First Cardiologist Appointment

[LittleOne]

So after 4 months from symptom onset, 3 GP's, 2 ECG's and 1 24 hour ECG, I finaly have my first appointment with a cardiologist tomorrow.

I've had to work non-clinical for 2 months after 6 weeks off sick, can't walk up stairs without having to stop halfway, can't have hot baths/showers and can't spend all day shopping. There are many more but these are the ones that bug me the most. I feel old before my time.

I get light headed with standing or from sitting on my feet to kneeling. I also get dizzy and breathless. I can de-sat on laying back down. I get post meal tachy if it's a heavy carb filled meal. Pins and needles in my hands, tinnitus, brain fog, night sweats and the past 2 weeks chest pain if i've done too much. I also have depression and am quite low at the moment.

I don't know what to expect tomorrow and I'm scared he's not going to have heard of POTS (my GP thinks this will be the diagnosis) or know what to do.
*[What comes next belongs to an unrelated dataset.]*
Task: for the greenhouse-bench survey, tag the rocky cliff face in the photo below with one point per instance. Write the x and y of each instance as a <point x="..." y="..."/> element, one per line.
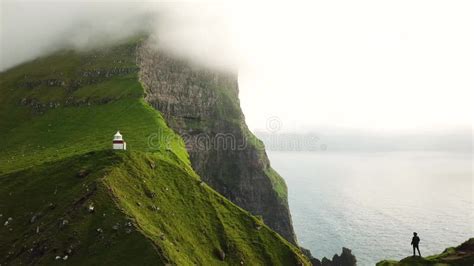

Don't really know why I'm posting, guess I just know you all know what I'm feeling. I get the impression most people around me don't believe me. It's invisible, they don't understand which I don't blame them for, just makes it more difficult.

[dkd]

Good luck tomorrow. Hopefully you're on your way to getting some help. It took me about about 5 months to get to a cardiologist that actually could help me. I saw a 'regular' cardiologist and he didn't catch on to the dysautonomia. It was a few months later that I had another pre- syncope episode that I actually got to see the electrophysiologist in the group and he did my tilt test and prescribed meds for me. Do you know if your cardiologist is an EP? They know about the heart rhythm stuff. A tilt table test is probably your next step. I hope it goes well!!

[LittleOne]

Not sure if he's specifically an EP but reading up on him one of his interests is arhythmias so fingers crossed!

Thank you dkd x

[looneymom]

Hope your appointment goes well. Keep us posted and if you need to vent. We understand, we've all been there.

Rachel

[BeforeTheMorning]

I hope you have a good appointment, let us know how it goes. Hope the cardiologist will know about POTS and be able to help you.

Best Wishes,

Lyla

[corina]

Hope your appointment went well!

[LittleOne]

I need to vent again!

So...got there and had my 3rd ECG. All normal.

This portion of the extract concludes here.